Amazon’s New World is enjoying a mammoth launch
The delayed MMO has attracted over 700,000 concurrent players on its release day
Amazon Games looks as though it has its first hit on its hands, with New World enjoying a monster launch today.
Following in the footsteps of an open beta which reportedly attracted over one million players in July, the MMO is racking up some impressive Steam numbers on its release day.
According to SteamDB, New World has attracted as many as 707,230 concurrent players today.
Only four titles have ever attracted more concurrent players: PUBG Battlegrounds (3,257,248), Counter-Strike: Global Offensive (1,308,963), Dota 2 (1,295,114) and Cyberpunk 2077 (1,054,388).
New World was originally scheduled to launch last May before being delayed on four separate occasions.
The MMO “pits players against the haunted wilderness of Aeternum, a mysterious supernatural island in the twilight of the Age of Exploration”.
The game’s start will be encouraging for Amazon, which has struggled to penetrate the competitive video games market.
Development of the company’s team-based shooter Crucible officially ceased in October 2020, just five months after the game’s launch, following its struggle to attract a significant player base.
More recently Amazon cancelled a Lord of the Rings MMO, reportedly because of a dispute with Tencent, the parent company of the title’s co-developer Athlon Games.
“When big players want to get into the gaming space, they have to accept it takes a certain amount of time, that for a long time things can be very unpredictable,” Amazon Games’ vice president Christoph Hartmann told GamesIndustry.biz in an interview published last week.
“You can do all the market research you want, but you’re not going to know whether you have a good game until you put it in someone’s hands.
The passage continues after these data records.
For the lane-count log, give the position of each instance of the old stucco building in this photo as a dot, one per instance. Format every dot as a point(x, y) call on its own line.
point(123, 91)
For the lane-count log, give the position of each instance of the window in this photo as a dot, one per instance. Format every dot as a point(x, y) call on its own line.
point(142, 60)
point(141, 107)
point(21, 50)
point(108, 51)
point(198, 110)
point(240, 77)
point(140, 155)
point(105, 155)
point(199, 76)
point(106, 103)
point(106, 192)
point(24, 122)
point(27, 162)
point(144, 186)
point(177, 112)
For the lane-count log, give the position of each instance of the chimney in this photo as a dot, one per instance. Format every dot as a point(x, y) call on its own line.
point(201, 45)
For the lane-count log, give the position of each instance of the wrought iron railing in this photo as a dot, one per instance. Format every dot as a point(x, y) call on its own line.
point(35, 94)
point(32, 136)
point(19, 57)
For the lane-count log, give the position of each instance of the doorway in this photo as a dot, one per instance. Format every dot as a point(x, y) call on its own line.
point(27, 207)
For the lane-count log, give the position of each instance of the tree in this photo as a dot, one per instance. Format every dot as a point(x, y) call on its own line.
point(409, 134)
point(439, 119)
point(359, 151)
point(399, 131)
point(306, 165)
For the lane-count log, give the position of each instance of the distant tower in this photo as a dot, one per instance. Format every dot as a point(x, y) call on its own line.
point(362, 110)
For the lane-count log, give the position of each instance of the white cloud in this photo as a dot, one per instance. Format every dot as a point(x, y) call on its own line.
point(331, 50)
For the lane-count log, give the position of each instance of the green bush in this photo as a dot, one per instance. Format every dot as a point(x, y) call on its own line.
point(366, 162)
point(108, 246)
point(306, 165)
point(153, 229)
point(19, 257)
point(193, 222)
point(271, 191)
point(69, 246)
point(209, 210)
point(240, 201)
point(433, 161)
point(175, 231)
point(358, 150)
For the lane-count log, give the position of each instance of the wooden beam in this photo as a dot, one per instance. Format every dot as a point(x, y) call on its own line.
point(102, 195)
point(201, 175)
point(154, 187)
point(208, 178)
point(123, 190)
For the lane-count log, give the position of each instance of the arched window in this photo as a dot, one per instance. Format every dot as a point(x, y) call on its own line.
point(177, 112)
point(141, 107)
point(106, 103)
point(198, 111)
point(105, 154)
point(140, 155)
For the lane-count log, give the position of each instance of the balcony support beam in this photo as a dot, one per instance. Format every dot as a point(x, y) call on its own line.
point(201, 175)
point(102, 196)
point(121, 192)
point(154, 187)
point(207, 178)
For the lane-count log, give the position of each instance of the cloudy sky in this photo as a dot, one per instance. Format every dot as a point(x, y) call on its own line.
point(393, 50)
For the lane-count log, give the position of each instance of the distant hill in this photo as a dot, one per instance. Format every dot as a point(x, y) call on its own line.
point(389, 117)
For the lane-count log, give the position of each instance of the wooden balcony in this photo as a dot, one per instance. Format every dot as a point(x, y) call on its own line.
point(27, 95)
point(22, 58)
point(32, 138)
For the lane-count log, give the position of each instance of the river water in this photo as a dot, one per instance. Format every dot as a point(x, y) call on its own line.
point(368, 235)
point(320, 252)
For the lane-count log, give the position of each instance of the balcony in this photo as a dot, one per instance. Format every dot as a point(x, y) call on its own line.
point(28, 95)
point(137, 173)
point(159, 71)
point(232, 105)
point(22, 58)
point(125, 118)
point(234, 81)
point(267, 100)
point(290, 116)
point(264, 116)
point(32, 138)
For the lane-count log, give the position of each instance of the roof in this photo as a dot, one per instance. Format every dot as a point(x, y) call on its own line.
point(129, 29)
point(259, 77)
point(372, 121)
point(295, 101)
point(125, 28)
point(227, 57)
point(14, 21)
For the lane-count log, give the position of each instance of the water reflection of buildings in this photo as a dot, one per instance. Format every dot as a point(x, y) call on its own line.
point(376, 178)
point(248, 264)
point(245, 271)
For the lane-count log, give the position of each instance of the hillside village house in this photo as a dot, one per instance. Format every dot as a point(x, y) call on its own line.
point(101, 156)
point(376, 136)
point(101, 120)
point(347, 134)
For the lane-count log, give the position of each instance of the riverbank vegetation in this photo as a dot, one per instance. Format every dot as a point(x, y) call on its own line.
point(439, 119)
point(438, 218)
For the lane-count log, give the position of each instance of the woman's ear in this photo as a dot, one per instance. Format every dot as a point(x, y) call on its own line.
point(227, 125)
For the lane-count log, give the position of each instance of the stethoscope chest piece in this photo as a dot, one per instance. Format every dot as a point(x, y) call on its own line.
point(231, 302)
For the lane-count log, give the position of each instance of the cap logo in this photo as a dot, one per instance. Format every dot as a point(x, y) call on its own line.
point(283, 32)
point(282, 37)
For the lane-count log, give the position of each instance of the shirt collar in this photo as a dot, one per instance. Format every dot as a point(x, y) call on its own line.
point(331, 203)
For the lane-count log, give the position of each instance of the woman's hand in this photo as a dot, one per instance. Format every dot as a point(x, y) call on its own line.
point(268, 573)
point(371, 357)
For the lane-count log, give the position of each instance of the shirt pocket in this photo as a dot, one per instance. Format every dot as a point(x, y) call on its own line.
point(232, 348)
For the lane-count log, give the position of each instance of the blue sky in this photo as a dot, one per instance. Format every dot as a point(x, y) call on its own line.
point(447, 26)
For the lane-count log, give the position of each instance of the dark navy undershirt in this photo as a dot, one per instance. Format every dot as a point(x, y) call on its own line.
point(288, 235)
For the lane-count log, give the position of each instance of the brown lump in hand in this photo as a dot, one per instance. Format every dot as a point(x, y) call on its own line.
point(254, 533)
Sometimes you don’t even know what you’ve got until it hits the marketplace.
“So many people get out too early because they get nervous about it. Because the toolset they have to judge success, which is driven by numbers, is just not there,” the founder of Take-Two‘s 2K Games label continued.
“You get it once you go to scale, but you go to scale when the game is almost done. Until then, you live in a world of doubts or dreams. That’s the struggle for any big company that wants to get into games.”